Secondly, it is possible to achieve a pass@5 of 100% with only a 20% success rate. A pass@5 of 80% implies a failure probability per attempt that would be absolutely unacceptable from a human worker. Critically, it implies that every single test result must be verified. Some argue that, because agents’ cost is so low, the number of attempts to pass a test does not matter. This argument is flawed if a [very expensive] human must verify the result after each attempt. To put failure and success probabilities in the context of the most advanced AI agents today, the recently published METR report was based on success rates of 50%.

This report established a “Moore’s law for agentic tasks" based on task duration. It is not entirely clear that task duration is so important. Outside laboratory settings, the essential criteria for properly evaluating an AI agent seem to be cost criteria.

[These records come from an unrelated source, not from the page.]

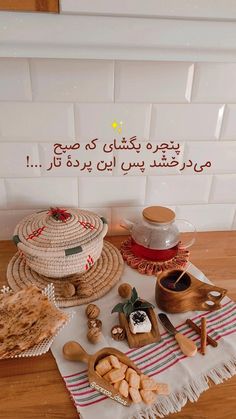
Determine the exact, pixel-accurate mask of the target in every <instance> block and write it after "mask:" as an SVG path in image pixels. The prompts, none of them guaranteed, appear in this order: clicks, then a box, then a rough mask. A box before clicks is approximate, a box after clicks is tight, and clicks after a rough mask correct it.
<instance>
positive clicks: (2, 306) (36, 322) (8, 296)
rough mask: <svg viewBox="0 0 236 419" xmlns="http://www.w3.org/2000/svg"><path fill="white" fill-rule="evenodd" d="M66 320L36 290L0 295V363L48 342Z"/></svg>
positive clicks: (65, 321)
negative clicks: (47, 340) (7, 358)
mask: <svg viewBox="0 0 236 419" xmlns="http://www.w3.org/2000/svg"><path fill="white" fill-rule="evenodd" d="M67 319H68V316H67V314H65V313H63V312H62V311H60V310H59V309H57V308H56V307H55V305H54V304H53V303H51V302H50V301H49V300H48V298H47V297H46V296H44V295H43V294H42V292H41V290H40V289H39V288H37V287H35V286H30V287H28V288H25V289H24V290H21V291H18V292H16V293H14V294H9V293H7V294H2V295H0V359H3V358H9V357H10V356H16V355H19V354H20V353H21V352H22V351H25V350H26V349H29V348H31V347H32V346H34V345H37V344H38V343H40V342H42V341H43V340H44V339H49V338H51V337H52V336H53V335H54V334H55V333H56V331H57V330H58V329H59V328H60V327H61V326H62V325H63V324H64V323H65V322H66V321H67Z"/></svg>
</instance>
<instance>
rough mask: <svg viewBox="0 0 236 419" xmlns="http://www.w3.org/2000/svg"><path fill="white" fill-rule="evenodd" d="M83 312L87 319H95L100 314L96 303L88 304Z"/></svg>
mask: <svg viewBox="0 0 236 419" xmlns="http://www.w3.org/2000/svg"><path fill="white" fill-rule="evenodd" d="M85 312H86V315H87V317H88V319H96V318H97V317H98V316H99V314H100V308H99V307H98V306H96V304H89V305H88V306H87V308H86V311H85Z"/></svg>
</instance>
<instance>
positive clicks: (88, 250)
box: [13, 208, 108, 278]
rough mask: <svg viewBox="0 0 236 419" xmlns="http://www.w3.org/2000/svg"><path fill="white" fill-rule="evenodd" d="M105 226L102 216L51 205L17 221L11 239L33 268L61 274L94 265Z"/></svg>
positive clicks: (88, 212)
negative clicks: (15, 227)
mask: <svg viewBox="0 0 236 419" xmlns="http://www.w3.org/2000/svg"><path fill="white" fill-rule="evenodd" d="M107 230H108V226H107V222H106V220H105V219H104V218H103V217H99V216H98V215H96V214H94V213H92V212H90V211H85V210H80V209H77V208H73V209H60V208H51V209H49V210H44V211H40V212H38V213H34V214H32V215H30V216H27V217H25V218H24V219H23V220H22V221H21V222H19V223H18V225H17V226H16V228H15V231H14V236H13V241H14V242H15V244H16V245H17V247H18V250H19V251H20V252H22V254H23V255H24V257H25V259H26V263H27V265H28V266H29V267H30V268H31V269H33V270H34V271H35V272H37V273H39V274H42V275H45V276H47V277H51V278H63V277H66V276H68V275H73V274H75V273H84V272H86V271H88V270H89V269H90V268H91V266H93V265H94V263H95V262H96V261H97V260H98V259H99V257H100V255H101V252H102V248H103V238H104V236H105V235H106V233H107Z"/></svg>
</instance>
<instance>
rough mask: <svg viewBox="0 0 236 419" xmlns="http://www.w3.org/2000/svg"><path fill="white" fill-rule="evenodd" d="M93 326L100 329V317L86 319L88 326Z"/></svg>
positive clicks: (89, 327) (101, 326)
mask: <svg viewBox="0 0 236 419" xmlns="http://www.w3.org/2000/svg"><path fill="white" fill-rule="evenodd" d="M94 327H97V328H98V329H99V330H101V329H102V321H101V320H100V319H91V320H88V328H89V329H93V328H94Z"/></svg>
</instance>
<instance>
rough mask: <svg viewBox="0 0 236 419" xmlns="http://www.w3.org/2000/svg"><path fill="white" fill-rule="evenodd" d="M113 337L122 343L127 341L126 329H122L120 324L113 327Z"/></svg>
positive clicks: (112, 332)
mask: <svg viewBox="0 0 236 419" xmlns="http://www.w3.org/2000/svg"><path fill="white" fill-rule="evenodd" d="M111 336H112V337H113V339H114V340H117V341H121V340H124V339H125V329H123V327H121V326H120V325H119V324H118V325H116V326H113V327H112V329H111Z"/></svg>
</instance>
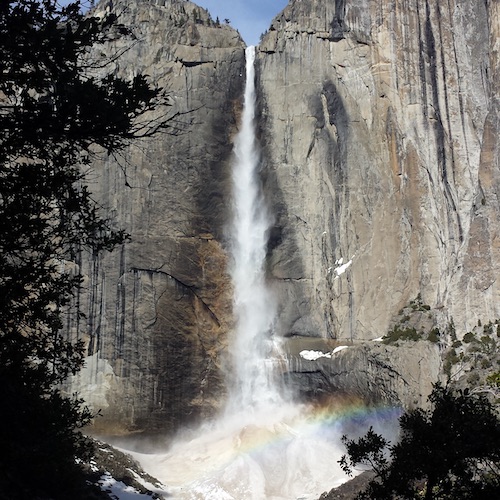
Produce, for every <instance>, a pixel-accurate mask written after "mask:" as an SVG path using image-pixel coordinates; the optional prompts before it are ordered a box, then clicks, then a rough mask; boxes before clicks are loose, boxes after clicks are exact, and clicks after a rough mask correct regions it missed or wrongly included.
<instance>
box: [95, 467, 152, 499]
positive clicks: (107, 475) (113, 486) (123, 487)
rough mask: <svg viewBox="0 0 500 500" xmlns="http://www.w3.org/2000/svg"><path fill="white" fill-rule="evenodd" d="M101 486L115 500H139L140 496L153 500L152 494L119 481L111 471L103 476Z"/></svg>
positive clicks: (100, 482)
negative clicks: (116, 479)
mask: <svg viewBox="0 0 500 500" xmlns="http://www.w3.org/2000/svg"><path fill="white" fill-rule="evenodd" d="M99 486H100V488H101V490H102V491H105V492H106V493H108V495H109V497H110V498H112V499H114V500H139V499H140V498H148V499H149V500H151V495H144V494H142V493H140V492H138V491H137V490H136V489H135V488H133V487H132V486H127V485H126V484H125V483H122V482H121V481H117V480H116V479H115V478H113V477H112V476H111V474H110V473H109V472H106V473H104V474H103V475H102V476H101V479H99Z"/></svg>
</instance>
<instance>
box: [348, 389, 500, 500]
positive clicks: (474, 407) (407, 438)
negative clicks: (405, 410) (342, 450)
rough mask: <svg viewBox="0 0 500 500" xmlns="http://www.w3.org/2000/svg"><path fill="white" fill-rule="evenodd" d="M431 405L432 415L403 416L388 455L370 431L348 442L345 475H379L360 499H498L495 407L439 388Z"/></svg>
mask: <svg viewBox="0 0 500 500" xmlns="http://www.w3.org/2000/svg"><path fill="white" fill-rule="evenodd" d="M429 400H430V402H431V404H432V408H431V409H430V410H428V411H424V410H422V409H418V408H417V409H415V410H412V411H409V412H407V413H405V414H403V415H402V417H401V418H400V427H401V439H400V441H399V442H398V443H396V444H395V445H393V446H389V447H388V450H387V445H388V442H387V441H386V440H385V439H384V438H383V437H381V436H379V435H377V434H376V433H375V432H373V430H372V429H370V431H369V432H368V433H367V434H366V435H365V436H364V437H362V438H360V439H359V440H357V441H354V440H349V439H347V438H346V437H344V439H343V440H344V443H345V445H346V448H347V455H344V456H343V457H342V459H341V460H340V464H341V466H342V468H343V470H344V471H345V472H347V473H351V472H352V469H353V468H355V467H356V466H358V465H360V464H363V465H364V466H368V467H370V468H372V469H373V470H374V472H375V474H376V477H375V479H374V480H373V481H371V482H370V484H369V485H368V487H367V489H366V490H365V491H363V492H362V493H360V494H359V496H358V498H359V499H366V500H368V499H369V500H390V499H392V498H394V499H417V498H419V499H425V500H431V499H439V500H457V499H471V500H473V499H476V500H484V499H486V498H500V420H499V417H498V414H497V412H496V410H495V408H494V406H493V404H492V403H491V402H490V401H489V400H488V399H486V398H485V397H484V396H483V395H481V394H471V393H469V392H468V391H465V392H459V393H457V394H455V393H453V391H452V390H451V389H450V388H448V387H446V388H444V387H441V386H440V385H437V386H435V387H434V390H433V391H432V393H431V395H430V397H429ZM386 451H388V452H389V453H386Z"/></svg>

First, the cost of verification: if verification costs nothing, the agent can indeed be asked to retry until it passes a test, even if the expected success rate is less than 1%. Conversely, if verification is extremely costly, the acceptable success rate might be well above 99%.
Then, the cost of failure: when talking about automation by AI agents, we mainly talk about automating communication or, more generally, information processing. An agent is integrated into a longer chain, and the information the agent must produce (if it succeeds in its task) will be used downstream. A failure breaks the communication chain, which can have an extremely high cost. This communication problem is also why multi-agent systems still fail spectacularly today.
Finally, there can be the opportunity cost for humans not performing certain tasks. We will expand on this idea in Part Three. The challenge is not technological but directly relates to our cognitive abilities. The challenge lies in preserving our ability to make informed choices, to exercise critical thinking, and actively participate in civic life, in a world that is increasingly shaped by algorithms and interests beyond our control.
Each stage of the recent evolution of the information value chain has introduced new vectors of influence, whether algorithmic biases, sophisticated persuasion techniques, filter bubbles, opaque moderation, or vulnerabilities of all kinds.
From a societal perspective, this evolution is also accompanied by a transfer of value-add. Traditionally, value-add resided with content producers but, with the emergence of search engines, platforms, and now generative AIs, a growing share of the value is captured by the engineers who design and control these technologies. They are the ones who master the algorithms, infrastructures, and data – all the key elements of the new information economy.